Livent dropped 9.1% on the New York Stock Exchange on Tuesday after declaring fourth-quarter earnings lower than expected by analysts. Albemarle Corp., the world's largest producer, declined by 3%. Soc. Química y Minera de Chile SA, the second largest, lost 2.8%.
Much of the production of the three companies focuses on lithium carbonate made from brine under the Andean salt of Chile and Argentina. However, the demand for battery manufacturers is changing to a more refined lithium hydroxide. Prices for lithium carbonate fell in 2018, while prices and lithium hydroxide demand rose, Livent CEO Paul Graves told analysts in a conference call Tuesday.

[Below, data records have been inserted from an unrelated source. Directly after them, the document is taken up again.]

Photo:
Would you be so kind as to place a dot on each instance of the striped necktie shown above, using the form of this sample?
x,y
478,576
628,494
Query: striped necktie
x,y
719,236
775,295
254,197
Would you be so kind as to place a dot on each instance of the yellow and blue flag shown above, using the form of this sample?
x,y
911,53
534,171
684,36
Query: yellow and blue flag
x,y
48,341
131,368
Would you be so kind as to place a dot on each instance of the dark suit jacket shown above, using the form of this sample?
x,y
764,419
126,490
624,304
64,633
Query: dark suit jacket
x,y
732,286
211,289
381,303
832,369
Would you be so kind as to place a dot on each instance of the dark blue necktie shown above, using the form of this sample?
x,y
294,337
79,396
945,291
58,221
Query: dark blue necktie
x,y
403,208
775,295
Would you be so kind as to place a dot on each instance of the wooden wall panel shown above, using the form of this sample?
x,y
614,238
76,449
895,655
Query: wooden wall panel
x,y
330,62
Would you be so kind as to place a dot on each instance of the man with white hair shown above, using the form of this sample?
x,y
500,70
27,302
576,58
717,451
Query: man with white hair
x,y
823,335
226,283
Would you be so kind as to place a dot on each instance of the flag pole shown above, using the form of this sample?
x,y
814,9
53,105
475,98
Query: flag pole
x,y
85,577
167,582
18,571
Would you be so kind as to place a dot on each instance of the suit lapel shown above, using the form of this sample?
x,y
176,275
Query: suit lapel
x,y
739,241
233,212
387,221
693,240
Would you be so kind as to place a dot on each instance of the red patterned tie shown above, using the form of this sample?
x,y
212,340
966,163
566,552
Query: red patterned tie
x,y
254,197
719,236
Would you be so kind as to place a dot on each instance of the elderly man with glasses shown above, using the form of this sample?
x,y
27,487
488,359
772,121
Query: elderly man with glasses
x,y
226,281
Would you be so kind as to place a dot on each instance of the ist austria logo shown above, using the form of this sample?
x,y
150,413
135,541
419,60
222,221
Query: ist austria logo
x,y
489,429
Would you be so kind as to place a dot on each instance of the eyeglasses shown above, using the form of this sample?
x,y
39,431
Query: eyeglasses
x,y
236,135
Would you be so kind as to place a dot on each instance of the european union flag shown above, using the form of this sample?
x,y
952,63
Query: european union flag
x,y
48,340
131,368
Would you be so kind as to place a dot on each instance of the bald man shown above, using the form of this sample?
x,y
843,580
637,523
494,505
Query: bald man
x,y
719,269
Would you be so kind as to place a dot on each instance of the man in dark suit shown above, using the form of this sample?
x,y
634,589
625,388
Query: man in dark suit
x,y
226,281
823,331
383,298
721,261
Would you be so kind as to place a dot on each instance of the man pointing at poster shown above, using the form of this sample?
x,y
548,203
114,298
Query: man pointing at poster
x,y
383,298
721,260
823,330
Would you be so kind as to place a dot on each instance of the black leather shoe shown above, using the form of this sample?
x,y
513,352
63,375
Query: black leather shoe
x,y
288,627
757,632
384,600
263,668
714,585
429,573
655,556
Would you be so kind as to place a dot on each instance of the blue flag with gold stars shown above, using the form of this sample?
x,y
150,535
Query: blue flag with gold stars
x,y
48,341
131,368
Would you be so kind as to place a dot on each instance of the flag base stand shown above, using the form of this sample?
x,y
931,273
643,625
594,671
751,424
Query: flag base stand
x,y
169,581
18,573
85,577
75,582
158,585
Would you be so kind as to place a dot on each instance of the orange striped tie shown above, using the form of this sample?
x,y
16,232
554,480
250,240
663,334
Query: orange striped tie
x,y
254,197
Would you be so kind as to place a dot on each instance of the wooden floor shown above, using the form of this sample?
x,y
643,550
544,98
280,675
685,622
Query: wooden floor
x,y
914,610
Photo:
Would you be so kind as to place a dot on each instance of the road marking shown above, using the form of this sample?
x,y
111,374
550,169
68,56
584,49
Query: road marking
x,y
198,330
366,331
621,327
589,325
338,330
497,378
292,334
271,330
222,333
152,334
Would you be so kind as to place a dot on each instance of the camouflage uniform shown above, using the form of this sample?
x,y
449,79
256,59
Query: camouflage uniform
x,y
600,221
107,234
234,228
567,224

"It is clear that the market does not share the management team's opinion on price and long-term demand," said McMormrey Weil, an industrial technology analyst at Cormark Securities, in a comment after Livent's announcement. "This is not a question of lithium search itself, but a matter of the relative importance of this or that lithium compound."
Livent, based in Philadelphia, posted $ 119.8 million in income. for the three months ended December 31, lower than the average of US $ 123.3 million. of analysts' estimates gathered by Bloomberg.
Last year, Morgan Stanley lowered its forecast for Albemarle and SQM with the expectation of a contraction in lithium carbonate prices by nearly half by 2021. Prices of lithium carbonate produced in South America fell by 14%. in the second half of last year, but they are still almost three times higher than four years ago, according to Benchmark Mineral Intelligence.